Atmospheric, poignant, and searingly honest, GodPretty in the Tobacco Field is Coal Miner's Daughter meets Winter's Bone in this gripping tale of tender love and loss, that examines the crushing oppression of Appalachian women then, and that which is relevant now.
Nameless, Kentucky, in 1969 is a hardscrabble community where jobs are few and poverty is a simple fact--just like the hot Appalachian breeze or the pests that can wipe out a tobacco field in days. RubyLyn Bishop is luckier than some. Her God-fearing uncle, Gunnar, has a short fuse and high expectations, but he's given her a good home ever since she was orphaned at the age of five. Yet now, a month shy of her sixteenth birthday, RubyLyn itches for more.

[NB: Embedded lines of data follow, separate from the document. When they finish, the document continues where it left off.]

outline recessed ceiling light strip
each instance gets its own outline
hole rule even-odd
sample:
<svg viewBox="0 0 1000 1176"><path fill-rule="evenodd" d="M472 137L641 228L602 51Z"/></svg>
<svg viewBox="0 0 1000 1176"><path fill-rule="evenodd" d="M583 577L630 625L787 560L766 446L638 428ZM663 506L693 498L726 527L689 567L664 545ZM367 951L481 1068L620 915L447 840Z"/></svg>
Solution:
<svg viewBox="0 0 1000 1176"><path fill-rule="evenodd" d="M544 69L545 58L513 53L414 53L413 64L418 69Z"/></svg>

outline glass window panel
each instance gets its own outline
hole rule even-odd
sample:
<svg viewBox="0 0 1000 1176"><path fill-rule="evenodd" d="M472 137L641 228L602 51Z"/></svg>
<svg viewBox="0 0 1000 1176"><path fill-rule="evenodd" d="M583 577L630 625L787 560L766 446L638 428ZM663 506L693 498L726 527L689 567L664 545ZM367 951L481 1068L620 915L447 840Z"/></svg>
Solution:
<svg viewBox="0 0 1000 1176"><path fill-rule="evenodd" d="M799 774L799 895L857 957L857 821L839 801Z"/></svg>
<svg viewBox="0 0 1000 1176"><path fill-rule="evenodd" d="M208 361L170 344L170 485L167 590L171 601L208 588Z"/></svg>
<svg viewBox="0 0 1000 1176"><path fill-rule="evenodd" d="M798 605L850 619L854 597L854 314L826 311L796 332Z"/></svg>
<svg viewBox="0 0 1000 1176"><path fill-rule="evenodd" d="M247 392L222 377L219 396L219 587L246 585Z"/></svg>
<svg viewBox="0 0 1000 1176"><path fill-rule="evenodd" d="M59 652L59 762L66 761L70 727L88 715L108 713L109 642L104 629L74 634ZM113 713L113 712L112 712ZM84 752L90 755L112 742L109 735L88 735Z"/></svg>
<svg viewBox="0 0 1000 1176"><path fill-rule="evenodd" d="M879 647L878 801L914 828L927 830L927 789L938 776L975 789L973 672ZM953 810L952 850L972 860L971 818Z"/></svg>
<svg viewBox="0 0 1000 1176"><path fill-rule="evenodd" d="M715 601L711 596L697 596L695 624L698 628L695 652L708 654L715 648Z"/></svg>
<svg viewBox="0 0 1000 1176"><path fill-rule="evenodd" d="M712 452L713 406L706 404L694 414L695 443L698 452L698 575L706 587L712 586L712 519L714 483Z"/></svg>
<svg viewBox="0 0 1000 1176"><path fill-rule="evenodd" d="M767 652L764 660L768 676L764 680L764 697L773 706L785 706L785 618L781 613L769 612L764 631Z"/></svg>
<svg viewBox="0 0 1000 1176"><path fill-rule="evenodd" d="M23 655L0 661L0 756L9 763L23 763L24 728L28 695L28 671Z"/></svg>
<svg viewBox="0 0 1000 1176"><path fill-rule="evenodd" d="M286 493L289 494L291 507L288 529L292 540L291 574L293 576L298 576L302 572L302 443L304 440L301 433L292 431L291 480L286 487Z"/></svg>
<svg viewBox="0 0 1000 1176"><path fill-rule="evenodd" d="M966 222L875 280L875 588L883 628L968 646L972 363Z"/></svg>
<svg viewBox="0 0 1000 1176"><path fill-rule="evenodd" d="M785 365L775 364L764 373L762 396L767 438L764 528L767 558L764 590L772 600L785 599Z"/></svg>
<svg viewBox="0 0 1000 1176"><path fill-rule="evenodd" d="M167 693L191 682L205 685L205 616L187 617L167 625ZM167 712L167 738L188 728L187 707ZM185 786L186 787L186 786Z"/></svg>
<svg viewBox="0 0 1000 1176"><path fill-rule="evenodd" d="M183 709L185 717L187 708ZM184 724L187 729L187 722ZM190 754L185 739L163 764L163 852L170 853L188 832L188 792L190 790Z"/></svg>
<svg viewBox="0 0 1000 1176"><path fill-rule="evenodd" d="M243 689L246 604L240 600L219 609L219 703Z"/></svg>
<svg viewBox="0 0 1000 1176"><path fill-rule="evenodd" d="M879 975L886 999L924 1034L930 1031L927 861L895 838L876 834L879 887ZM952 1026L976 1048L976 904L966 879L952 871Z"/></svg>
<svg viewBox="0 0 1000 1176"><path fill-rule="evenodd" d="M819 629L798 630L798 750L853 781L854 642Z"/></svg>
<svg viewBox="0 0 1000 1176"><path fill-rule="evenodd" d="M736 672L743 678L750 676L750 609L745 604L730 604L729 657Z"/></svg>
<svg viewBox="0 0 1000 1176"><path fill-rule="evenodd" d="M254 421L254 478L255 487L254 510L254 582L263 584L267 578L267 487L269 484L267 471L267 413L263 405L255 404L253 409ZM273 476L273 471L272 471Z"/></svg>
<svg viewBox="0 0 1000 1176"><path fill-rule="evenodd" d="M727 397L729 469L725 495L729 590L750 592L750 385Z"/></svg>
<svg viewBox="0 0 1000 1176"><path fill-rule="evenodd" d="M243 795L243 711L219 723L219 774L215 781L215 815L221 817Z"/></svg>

Maybe it's something to do with the paper fortunetellers RubyLyn has been making for townsfolk, each covered with beautifully wrought, prophetic drawings. Or perhaps it's because of Rainey Ford, an African-American neighbor who works alongside her in the tobacco field, and with whom she has a kinship, despite her uncle's worrisome shadow and the town's disapproval. RubyLyn's predictions are just wishful thinking, not magic at all, but through them she's imagining life as it could be, away from the prejudice and hardship that ripple through Nameless.